Mike Kirsch and Mike Bay will describe the NESC's study effort with support from GSFC study participants Oscar Gonzalez, Avionics Technical Discipline Fellow, Mitchell Davis, Michael Aguilar, and Robert Kichak.
Abstract:
The NASA Engineering and Safety Center (NESC) responded to a request by the National Highway Traffic Safety Administration (NHTSA) to study Unintended Acceleration (UA) in Toyotas. The goal of the study was to determine if there are design and implementation vulnerabilities in the Toyota Electronic Throttle Control System (ETCS-i) that could cause UA and whether those vulnerabilities, if substantiated, could realistically occur in consumers’ use of these vehicles.

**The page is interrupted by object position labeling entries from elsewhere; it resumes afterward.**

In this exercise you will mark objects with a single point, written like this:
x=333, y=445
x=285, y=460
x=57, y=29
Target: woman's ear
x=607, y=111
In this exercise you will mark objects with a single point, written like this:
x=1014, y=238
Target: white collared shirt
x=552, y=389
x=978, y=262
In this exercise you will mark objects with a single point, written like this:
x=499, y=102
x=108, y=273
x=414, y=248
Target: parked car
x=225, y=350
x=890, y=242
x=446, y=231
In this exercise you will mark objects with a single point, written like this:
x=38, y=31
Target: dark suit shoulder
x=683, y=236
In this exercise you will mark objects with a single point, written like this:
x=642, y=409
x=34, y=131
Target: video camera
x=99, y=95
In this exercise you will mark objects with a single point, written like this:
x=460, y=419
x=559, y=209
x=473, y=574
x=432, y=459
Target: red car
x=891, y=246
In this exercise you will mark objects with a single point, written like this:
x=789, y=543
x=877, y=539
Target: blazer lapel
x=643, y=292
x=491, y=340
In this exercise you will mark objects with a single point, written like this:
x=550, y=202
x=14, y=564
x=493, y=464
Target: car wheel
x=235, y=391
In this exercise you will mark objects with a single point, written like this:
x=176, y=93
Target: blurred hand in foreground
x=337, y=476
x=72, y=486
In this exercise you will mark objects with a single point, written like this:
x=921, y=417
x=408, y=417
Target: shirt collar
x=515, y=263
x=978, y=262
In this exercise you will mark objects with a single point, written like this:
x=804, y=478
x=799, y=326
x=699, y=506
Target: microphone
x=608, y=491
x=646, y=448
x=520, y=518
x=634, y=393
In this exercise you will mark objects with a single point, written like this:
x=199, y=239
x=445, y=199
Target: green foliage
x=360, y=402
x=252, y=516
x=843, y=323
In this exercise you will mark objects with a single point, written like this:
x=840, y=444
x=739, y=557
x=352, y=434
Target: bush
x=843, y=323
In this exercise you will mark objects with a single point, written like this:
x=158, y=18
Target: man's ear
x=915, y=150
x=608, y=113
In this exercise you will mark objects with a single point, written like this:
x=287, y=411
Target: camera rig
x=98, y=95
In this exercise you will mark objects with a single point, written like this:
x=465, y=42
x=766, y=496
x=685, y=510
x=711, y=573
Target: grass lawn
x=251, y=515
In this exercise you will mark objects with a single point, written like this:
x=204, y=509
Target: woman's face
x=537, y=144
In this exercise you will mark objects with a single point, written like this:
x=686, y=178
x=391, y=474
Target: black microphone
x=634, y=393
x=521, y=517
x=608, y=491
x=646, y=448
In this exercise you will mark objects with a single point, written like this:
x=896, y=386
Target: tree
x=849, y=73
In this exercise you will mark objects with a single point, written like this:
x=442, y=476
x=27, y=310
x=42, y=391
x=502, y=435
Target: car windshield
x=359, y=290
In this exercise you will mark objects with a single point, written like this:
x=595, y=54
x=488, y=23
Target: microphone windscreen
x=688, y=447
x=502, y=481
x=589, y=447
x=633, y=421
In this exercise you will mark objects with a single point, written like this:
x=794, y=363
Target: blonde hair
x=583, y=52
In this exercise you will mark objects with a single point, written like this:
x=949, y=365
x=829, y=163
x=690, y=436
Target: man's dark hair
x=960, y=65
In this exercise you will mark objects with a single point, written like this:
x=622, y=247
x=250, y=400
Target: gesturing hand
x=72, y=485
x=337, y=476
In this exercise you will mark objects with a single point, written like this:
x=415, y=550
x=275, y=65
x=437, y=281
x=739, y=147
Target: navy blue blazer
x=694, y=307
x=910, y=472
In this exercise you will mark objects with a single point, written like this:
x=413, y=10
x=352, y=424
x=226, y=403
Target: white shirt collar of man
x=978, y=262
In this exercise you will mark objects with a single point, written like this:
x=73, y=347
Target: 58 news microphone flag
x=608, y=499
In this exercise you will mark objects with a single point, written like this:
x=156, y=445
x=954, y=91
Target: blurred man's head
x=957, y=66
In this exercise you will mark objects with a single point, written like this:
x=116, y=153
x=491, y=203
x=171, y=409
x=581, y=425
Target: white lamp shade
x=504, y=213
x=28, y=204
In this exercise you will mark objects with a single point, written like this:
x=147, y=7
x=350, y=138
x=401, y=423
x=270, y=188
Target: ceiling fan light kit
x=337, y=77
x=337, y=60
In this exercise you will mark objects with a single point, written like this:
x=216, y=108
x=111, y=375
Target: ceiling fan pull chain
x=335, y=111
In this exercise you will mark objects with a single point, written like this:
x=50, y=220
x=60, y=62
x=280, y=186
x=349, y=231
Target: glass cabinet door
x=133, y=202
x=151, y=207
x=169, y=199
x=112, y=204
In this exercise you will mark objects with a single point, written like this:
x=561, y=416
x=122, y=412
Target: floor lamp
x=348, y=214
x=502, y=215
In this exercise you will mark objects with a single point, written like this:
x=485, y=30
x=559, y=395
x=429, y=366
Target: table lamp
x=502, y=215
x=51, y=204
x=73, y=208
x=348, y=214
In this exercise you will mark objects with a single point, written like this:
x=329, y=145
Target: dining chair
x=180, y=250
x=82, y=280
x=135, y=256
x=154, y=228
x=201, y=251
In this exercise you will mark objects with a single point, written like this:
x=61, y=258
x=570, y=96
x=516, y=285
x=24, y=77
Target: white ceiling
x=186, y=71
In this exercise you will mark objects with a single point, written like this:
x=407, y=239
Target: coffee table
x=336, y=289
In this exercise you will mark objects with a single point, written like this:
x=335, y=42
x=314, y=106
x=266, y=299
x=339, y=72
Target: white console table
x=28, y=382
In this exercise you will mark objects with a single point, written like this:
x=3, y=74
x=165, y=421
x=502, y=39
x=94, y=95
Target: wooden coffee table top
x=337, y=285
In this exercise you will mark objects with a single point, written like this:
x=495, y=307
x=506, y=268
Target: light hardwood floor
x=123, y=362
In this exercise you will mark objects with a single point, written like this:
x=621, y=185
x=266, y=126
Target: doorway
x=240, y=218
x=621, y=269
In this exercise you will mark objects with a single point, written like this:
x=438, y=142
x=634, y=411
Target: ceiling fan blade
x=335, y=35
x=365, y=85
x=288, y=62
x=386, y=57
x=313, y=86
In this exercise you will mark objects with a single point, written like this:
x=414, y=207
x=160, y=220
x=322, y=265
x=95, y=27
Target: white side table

Since no vehicle was identified that could naturally and repeatedly reproduce large throttle opening UA effects for forensic evaluation, the NESC team applied a top-down systems engineering approach to explore the critical functions in the electronic control, how the system might defend against failures, and if the system had vulnerabilities.
The ETSC-i architecture was decomposed into 6 critical functional areas each with their own control loop. These control loops included safety features providing defenses against many hardware and software failure causes such as transistor latchup, electromagnetic interference, shorts, opens, single event upsets, memory failures, software glitches, etc.
NASA analysis and testing did not find evidence that malfunctions in the electronic throttle control caused large unintended accelerations, as described by some consumer reports.
The top down methodology was able to disposition failure causes based on the architecture of the system. As space, aircraft and automobile systems become more interactively complex defying our ability to predict specific failure causes and their system level effects, the functional failures threatening safety and mission success need to be understood and mitigated at the system level where all the individual parts and pieces interact.